第5話:三面の落日
雲上の決闘場
猛烈な酸性雨と雷鳴が轟く雲海の上空。Dr.ガロのラボを破砕しながら迫る巨大戦艦の甲板に、漆黒の武将・アシュラが仁王立ちしていた。
スコーピオンはタランチュラのハッチから跳躍し、濡れた甲板へと着地する。背後ではシエルがタランチュラの全火力を構え、ドミニクが固唾をのんで見守っていた。
『無駄な足掻きを……スコーピオン。どのような悪あがきをしようと、我が「笑の面」の前にお前の波線など届くことはない』
アシュラの首が「ガチリ」と回転し、嘲笑う**「笑(SHO)」の面**が正面を向く。
「そうかい? なら、その自慢の仮面が本物かどうか、試してみようじゃないか!」
スコーピオンが腰のナノメタル・テールを解放する。首筋に注入された「ヴェノム・ブースター」が激しく脈打ち、テールの先端から放たれた光芒は、これまでの青から妖しく揺らめく「紫電」へと変貌していた。
0.03秒の隙間
「行けッ、スコーピオン・テール!!」
閃光とともに放たれた変異精神波ビームが、宇宙を切り裂いてアシュラへ迫る。
『フハハハ! 愚か者が――』
アシュラの「笑の面」が即座に波形を解析し、相殺力場を展開しようとした……その瞬間。
バヂチチッ!
「な……なに……!? 波形が……瞬時に変わっていくだと!?」
0.03秒の解析時間のただ中で、テールの波形が千変万化にシフトする。「笑の面」の相殺システムが過負荷を起こして火花を散らし、完全に相殺しきれなかった紫電のビームがアシュラの胸甲を激しく穿った!
『ヌオォォォッ!?』
「へっ……解析が追いつかねえだろ? これが狂気の処方箋だ!」
怒りと泣き面を穿つ
吹き飛んだアシュラだが、即座に首を回転させ、角を立てた**「怒(IKARI)」の面**を向けた。
『ぬかせぇぇ! 殺してやる、スコーピオン!!』
高熱の超振動刀を振りかざし、狂暴な連撃で襲いかかってくるアシュラ。スコーピオンはテールを鞭のように滑らせ、刀身を絡め取ると同時に、一気に間合いを詰めた。
「怒ったツラも怖くねえな!」
テールがアシュラの右肩を貫き、超振動刀が甲板へと落とされる。追い詰められたアシュラは悲鳴を上げながら、最後の手段として**「泣(NAKI)」の面**へと旋回させた。

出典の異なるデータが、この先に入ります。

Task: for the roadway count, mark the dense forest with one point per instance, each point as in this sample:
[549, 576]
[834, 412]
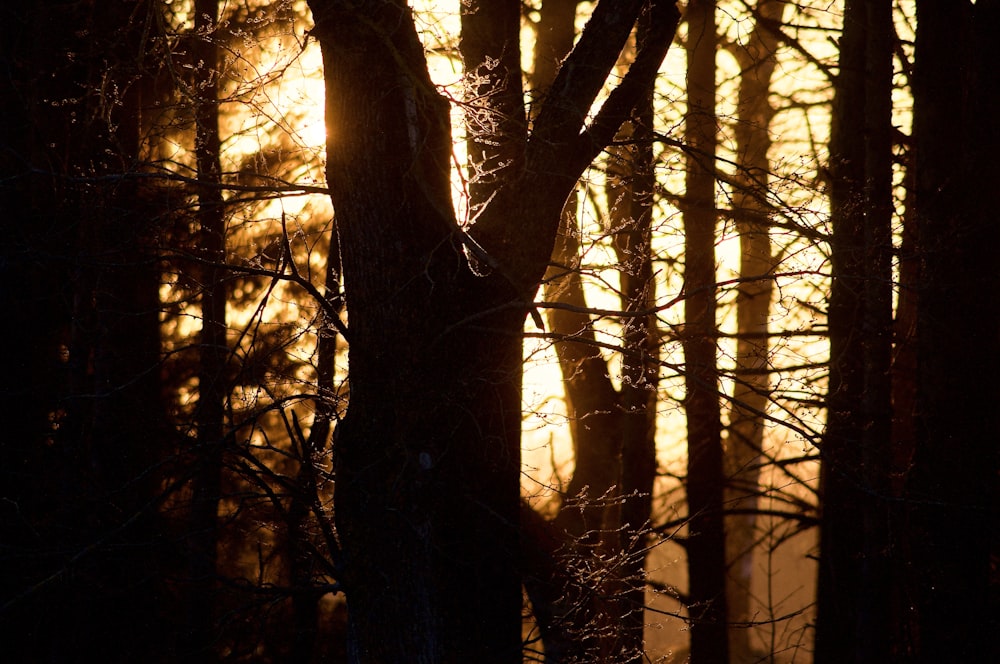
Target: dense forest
[500, 331]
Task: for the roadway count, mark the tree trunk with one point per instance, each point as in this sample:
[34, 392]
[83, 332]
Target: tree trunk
[428, 454]
[81, 492]
[705, 478]
[212, 345]
[751, 393]
[952, 486]
[854, 614]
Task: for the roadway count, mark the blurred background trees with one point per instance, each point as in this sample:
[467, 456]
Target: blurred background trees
[757, 367]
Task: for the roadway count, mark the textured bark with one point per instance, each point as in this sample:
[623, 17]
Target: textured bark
[751, 393]
[212, 346]
[427, 456]
[854, 614]
[705, 476]
[952, 486]
[82, 561]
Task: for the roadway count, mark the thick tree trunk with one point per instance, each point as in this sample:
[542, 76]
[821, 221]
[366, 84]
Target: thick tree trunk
[705, 477]
[952, 487]
[428, 455]
[854, 614]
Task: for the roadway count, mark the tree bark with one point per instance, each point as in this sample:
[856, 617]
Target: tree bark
[751, 392]
[427, 456]
[212, 345]
[952, 490]
[854, 614]
[705, 476]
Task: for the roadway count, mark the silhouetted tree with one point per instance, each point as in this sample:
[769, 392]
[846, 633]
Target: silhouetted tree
[428, 452]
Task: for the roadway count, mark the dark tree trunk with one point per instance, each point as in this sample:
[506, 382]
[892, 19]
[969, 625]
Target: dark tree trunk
[952, 486]
[751, 392]
[705, 477]
[854, 614]
[81, 290]
[212, 346]
[428, 454]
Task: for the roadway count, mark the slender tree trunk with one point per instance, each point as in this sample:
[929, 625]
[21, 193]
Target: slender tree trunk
[854, 615]
[952, 486]
[751, 393]
[705, 478]
[632, 214]
[212, 389]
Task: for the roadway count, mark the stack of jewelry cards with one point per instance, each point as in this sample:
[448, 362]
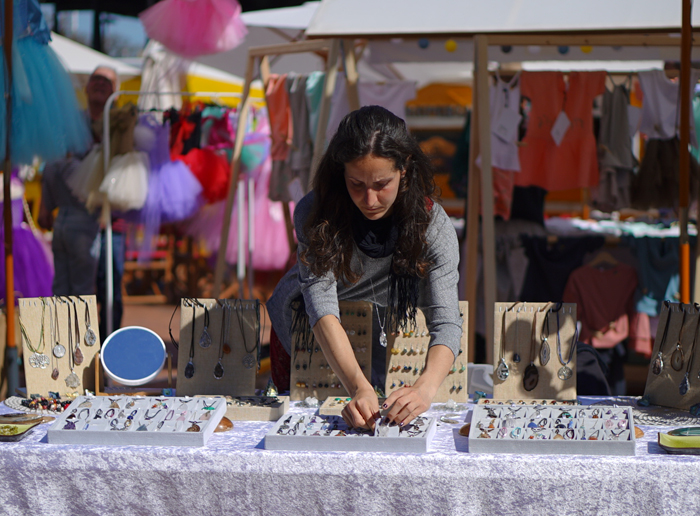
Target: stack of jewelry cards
[304, 432]
[552, 429]
[127, 420]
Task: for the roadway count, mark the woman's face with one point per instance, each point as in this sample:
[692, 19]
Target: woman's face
[373, 184]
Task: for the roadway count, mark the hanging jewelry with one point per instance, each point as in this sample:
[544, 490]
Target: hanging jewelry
[502, 371]
[37, 358]
[59, 350]
[531, 375]
[677, 358]
[72, 380]
[90, 335]
[684, 387]
[382, 334]
[205, 338]
[189, 368]
[516, 354]
[225, 322]
[565, 372]
[658, 363]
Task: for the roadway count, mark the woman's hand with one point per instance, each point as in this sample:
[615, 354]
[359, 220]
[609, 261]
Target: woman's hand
[363, 410]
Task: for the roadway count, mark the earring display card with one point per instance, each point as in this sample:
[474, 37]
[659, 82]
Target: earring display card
[303, 432]
[219, 347]
[534, 351]
[673, 379]
[406, 354]
[310, 374]
[127, 420]
[60, 338]
[256, 408]
[554, 429]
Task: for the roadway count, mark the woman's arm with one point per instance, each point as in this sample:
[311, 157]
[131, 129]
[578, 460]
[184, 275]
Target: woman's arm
[364, 407]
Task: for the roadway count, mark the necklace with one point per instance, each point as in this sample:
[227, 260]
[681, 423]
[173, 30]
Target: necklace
[37, 359]
[565, 372]
[225, 316]
[90, 335]
[72, 380]
[532, 375]
[189, 368]
[684, 387]
[382, 334]
[678, 357]
[205, 338]
[502, 371]
[658, 364]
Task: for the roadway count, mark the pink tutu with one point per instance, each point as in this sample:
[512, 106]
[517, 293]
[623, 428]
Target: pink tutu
[193, 28]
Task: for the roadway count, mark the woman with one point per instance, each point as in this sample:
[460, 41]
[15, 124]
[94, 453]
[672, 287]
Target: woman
[371, 231]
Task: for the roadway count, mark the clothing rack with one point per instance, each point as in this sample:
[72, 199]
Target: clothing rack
[106, 211]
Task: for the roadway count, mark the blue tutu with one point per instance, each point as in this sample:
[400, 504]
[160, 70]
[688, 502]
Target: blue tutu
[46, 119]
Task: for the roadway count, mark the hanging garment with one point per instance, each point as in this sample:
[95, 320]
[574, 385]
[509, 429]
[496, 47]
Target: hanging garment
[46, 119]
[574, 162]
[660, 105]
[193, 29]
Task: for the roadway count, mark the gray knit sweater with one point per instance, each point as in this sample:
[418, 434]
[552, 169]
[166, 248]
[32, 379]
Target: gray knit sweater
[437, 296]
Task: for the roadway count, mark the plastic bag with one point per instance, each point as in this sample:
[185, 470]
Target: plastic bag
[126, 181]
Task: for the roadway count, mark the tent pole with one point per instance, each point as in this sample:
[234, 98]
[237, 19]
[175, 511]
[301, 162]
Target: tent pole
[488, 246]
[684, 158]
[11, 364]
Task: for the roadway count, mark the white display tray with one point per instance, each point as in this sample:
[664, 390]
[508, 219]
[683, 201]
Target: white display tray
[611, 427]
[173, 415]
[321, 433]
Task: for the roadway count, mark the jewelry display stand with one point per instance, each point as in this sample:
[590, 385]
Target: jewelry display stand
[310, 373]
[556, 430]
[219, 346]
[534, 351]
[130, 420]
[256, 408]
[673, 379]
[405, 360]
[303, 432]
[64, 333]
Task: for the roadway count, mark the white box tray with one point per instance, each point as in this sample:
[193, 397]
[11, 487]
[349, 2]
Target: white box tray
[306, 432]
[163, 421]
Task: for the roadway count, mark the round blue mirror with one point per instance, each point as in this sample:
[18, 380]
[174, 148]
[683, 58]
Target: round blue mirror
[133, 355]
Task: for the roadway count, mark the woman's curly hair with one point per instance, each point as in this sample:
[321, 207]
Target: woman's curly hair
[369, 131]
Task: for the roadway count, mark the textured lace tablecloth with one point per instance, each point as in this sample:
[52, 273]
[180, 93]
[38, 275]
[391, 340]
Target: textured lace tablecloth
[234, 474]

『待て……頼むスコーピオン、助けてくれ! 哀しいことだ、かつての友を殺したくはない……!』
嘘の涙を流しながら、隠し暗器の毒針を放とうとするアシュラ。だが、スコーピオンの目には一切の迷いはなかった。
「命乞いの演技なら、俺の方が一枚上手でね」
スコーピオンは煙草を指で弾き飛ばすと、テールの先端をアシュラの三面兜の真ん中――駆動関節の「鍵穴」へ正確に突きたてた。
男の約束
ズドォォォォン―――!!
至近距離から叩き込まれた最大出力の変異精神波が、アシュラの内部から爆発を引き起こす。三つの仮面が木端微塵に砕け散り、黒煙を上げて巨大サイボーグが甲板へと倒れ伏した。

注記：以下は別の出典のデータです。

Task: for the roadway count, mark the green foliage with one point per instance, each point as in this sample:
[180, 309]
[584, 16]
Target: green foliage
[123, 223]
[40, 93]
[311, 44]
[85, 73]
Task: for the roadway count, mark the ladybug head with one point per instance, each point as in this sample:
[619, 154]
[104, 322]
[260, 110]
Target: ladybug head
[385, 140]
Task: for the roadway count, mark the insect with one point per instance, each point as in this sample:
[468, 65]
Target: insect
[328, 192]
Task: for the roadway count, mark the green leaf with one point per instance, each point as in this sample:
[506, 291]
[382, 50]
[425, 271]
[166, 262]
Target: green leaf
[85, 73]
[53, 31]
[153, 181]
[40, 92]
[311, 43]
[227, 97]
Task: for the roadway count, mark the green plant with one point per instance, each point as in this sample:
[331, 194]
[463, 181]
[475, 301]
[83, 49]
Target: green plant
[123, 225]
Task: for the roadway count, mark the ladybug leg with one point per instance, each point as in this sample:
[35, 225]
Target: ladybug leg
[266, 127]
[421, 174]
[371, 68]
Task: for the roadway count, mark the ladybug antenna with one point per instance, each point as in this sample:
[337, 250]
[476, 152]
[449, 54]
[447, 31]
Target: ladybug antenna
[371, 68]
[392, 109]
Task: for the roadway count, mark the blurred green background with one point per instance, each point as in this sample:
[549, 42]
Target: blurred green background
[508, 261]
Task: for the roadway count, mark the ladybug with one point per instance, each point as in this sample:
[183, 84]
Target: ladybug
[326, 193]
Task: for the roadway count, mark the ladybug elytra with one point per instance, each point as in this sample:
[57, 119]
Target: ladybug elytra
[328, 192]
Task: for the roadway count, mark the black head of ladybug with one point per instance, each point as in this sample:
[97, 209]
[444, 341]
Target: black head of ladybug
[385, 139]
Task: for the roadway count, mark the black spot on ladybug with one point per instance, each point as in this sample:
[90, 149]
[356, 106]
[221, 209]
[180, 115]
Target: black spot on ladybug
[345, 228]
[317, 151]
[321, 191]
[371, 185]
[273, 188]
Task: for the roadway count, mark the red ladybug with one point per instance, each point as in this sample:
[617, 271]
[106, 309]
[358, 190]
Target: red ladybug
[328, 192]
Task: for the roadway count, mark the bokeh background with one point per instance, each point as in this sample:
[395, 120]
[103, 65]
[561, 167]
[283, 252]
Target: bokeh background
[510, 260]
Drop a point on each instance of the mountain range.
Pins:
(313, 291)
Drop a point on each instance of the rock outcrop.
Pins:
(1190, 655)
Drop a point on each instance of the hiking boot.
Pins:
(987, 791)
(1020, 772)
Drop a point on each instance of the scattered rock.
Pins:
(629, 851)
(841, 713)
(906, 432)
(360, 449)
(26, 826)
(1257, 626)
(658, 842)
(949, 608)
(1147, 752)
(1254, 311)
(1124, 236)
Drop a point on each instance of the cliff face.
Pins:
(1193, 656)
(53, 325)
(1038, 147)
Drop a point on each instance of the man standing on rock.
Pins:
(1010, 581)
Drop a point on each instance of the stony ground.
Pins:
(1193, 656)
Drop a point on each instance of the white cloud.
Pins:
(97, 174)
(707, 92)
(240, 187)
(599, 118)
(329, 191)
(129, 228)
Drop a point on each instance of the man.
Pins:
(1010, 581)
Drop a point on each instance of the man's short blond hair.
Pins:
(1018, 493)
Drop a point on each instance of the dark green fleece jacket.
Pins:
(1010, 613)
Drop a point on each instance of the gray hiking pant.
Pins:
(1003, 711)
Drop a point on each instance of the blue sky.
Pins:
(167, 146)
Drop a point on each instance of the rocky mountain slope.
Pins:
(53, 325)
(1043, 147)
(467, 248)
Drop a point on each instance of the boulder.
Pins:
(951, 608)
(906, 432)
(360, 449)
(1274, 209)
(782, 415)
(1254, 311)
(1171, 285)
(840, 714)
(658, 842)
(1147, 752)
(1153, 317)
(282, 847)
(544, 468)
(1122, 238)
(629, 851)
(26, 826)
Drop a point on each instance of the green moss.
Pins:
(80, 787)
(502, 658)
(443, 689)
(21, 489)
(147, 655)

沈黙する戦艦の上で、スコーピオンはゆっくりと煙草に新しい火をつけた。
「ふぅ……これで車検代の貸しは帳消しだな」
タランチュラから駆け寄ってきたドミニクが、信じられないものを見る目で彼を見つめ、それからフッと柔らかく微笑んだ。
「本当に……倒しちゃったのね」
「当たり前だろ。男が美女と交わした約束を破るわけにはいかないからな」
スコーピオンはニヤリと笑うと、ドミニクの肩をそっと抱き寄せる。横から浮遊してきたシエルが、小悪魔的に首を傾げた。

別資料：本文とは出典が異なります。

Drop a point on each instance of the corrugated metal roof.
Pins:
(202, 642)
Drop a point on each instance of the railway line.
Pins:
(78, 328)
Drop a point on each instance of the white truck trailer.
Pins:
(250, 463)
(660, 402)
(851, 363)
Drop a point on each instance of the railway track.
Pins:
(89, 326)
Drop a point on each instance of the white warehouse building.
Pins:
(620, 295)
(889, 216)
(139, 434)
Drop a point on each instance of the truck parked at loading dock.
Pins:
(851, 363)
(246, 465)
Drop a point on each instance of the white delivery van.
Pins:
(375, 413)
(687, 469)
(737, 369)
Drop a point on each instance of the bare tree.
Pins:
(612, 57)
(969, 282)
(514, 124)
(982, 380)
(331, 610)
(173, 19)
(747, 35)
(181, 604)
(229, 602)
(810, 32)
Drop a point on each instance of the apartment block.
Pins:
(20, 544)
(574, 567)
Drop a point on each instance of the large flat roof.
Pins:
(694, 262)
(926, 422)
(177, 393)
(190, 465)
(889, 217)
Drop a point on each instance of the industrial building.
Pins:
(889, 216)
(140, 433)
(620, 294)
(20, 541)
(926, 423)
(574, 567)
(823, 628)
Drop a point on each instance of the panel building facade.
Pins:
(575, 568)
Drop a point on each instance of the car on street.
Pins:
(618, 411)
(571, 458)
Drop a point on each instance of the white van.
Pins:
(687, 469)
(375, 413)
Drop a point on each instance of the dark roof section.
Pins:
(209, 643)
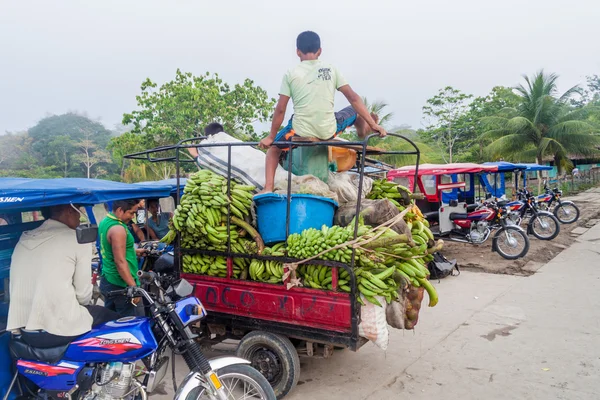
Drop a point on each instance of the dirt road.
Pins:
(481, 258)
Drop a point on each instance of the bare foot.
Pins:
(265, 190)
(362, 128)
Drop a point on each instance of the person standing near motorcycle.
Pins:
(158, 223)
(51, 282)
(119, 257)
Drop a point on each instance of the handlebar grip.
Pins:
(147, 276)
(116, 293)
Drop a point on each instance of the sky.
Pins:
(91, 56)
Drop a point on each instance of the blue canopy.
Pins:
(22, 194)
(536, 167)
(504, 166)
(166, 182)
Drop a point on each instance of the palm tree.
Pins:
(378, 107)
(542, 125)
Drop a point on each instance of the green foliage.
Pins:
(57, 139)
(543, 124)
(447, 122)
(181, 108)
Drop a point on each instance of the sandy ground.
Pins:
(490, 337)
(481, 258)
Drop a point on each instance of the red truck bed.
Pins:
(312, 308)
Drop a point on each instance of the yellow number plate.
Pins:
(215, 380)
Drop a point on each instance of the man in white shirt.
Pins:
(247, 163)
(51, 284)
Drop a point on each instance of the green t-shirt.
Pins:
(109, 268)
(312, 85)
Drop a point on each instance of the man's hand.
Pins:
(141, 252)
(266, 142)
(379, 129)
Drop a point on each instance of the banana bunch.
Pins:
(268, 271)
(208, 265)
(201, 214)
(399, 195)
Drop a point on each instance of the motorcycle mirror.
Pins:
(87, 233)
(182, 288)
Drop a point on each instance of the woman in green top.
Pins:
(119, 256)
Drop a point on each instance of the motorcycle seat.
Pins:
(20, 349)
(432, 215)
(458, 215)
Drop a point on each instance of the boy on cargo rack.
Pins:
(311, 86)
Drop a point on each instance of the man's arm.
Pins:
(358, 105)
(82, 276)
(117, 237)
(138, 232)
(278, 117)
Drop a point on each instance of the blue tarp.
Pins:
(504, 166)
(22, 194)
(166, 182)
(536, 167)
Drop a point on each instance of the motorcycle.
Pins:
(541, 224)
(101, 364)
(476, 227)
(154, 250)
(564, 210)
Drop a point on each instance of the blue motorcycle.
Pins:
(101, 364)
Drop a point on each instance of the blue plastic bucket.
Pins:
(306, 211)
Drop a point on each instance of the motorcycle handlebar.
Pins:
(131, 292)
(146, 276)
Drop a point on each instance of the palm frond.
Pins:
(494, 122)
(495, 134)
(580, 113)
(509, 146)
(569, 93)
(564, 131)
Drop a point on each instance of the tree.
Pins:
(181, 108)
(590, 95)
(134, 170)
(54, 139)
(498, 99)
(378, 108)
(62, 147)
(445, 114)
(542, 125)
(90, 155)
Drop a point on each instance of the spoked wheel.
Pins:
(241, 382)
(566, 213)
(511, 242)
(275, 357)
(544, 226)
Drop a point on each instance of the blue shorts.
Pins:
(345, 118)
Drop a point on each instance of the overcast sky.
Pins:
(91, 56)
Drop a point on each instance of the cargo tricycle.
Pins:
(275, 321)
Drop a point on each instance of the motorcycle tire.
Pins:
(553, 226)
(559, 212)
(239, 373)
(513, 231)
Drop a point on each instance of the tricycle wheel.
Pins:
(275, 357)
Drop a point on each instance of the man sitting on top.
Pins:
(311, 85)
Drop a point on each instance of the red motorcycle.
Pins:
(475, 227)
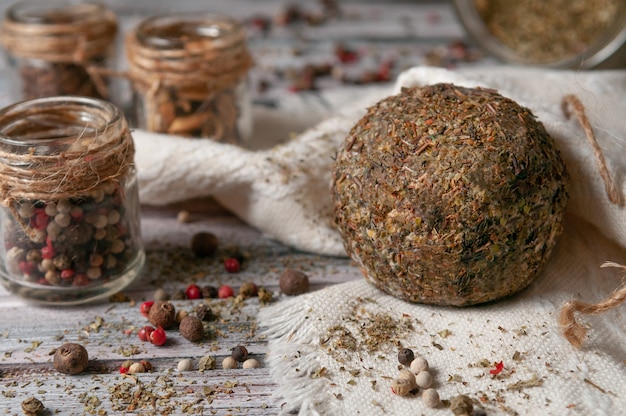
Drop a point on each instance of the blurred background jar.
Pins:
(189, 74)
(577, 34)
(69, 206)
(56, 47)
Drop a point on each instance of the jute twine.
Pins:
(571, 328)
(200, 68)
(76, 42)
(76, 172)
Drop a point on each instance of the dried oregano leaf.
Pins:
(449, 195)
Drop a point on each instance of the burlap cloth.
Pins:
(283, 192)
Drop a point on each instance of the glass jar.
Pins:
(579, 34)
(189, 74)
(57, 47)
(69, 206)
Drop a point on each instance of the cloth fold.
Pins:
(322, 350)
(284, 190)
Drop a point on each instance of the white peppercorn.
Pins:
(431, 399)
(424, 379)
(418, 364)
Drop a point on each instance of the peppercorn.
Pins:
(206, 363)
(293, 282)
(418, 365)
(191, 328)
(248, 290)
(229, 363)
(136, 368)
(209, 292)
(204, 244)
(70, 358)
(239, 353)
(204, 312)
(431, 399)
(163, 314)
(461, 405)
(406, 356)
(424, 379)
(32, 406)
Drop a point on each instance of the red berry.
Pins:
(67, 274)
(232, 265)
(193, 292)
(144, 333)
(157, 337)
(48, 252)
(225, 291)
(144, 308)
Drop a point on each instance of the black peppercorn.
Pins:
(204, 244)
(191, 328)
(239, 353)
(163, 314)
(293, 282)
(248, 290)
(406, 356)
(204, 312)
(70, 358)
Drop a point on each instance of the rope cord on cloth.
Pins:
(284, 192)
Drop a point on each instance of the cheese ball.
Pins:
(449, 195)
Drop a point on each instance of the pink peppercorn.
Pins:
(193, 292)
(225, 291)
(232, 265)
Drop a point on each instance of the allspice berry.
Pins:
(239, 353)
(449, 195)
(70, 358)
(406, 356)
(191, 328)
(204, 244)
(32, 406)
(293, 282)
(163, 314)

「あらスコーピオン? 『一晩中付き合う』のはドミニクだけ? 私は仲間外れかしら?」
「おいおいシエル、俺の体力が持たないぜ」
広大な雲海を抜け、星空の下へと浮上していくタランチュラ。
伝説の海賊スコーピオンと、美しき相棒たちの果てしない宇宙の旅は、ここから再び始まっていくのだった。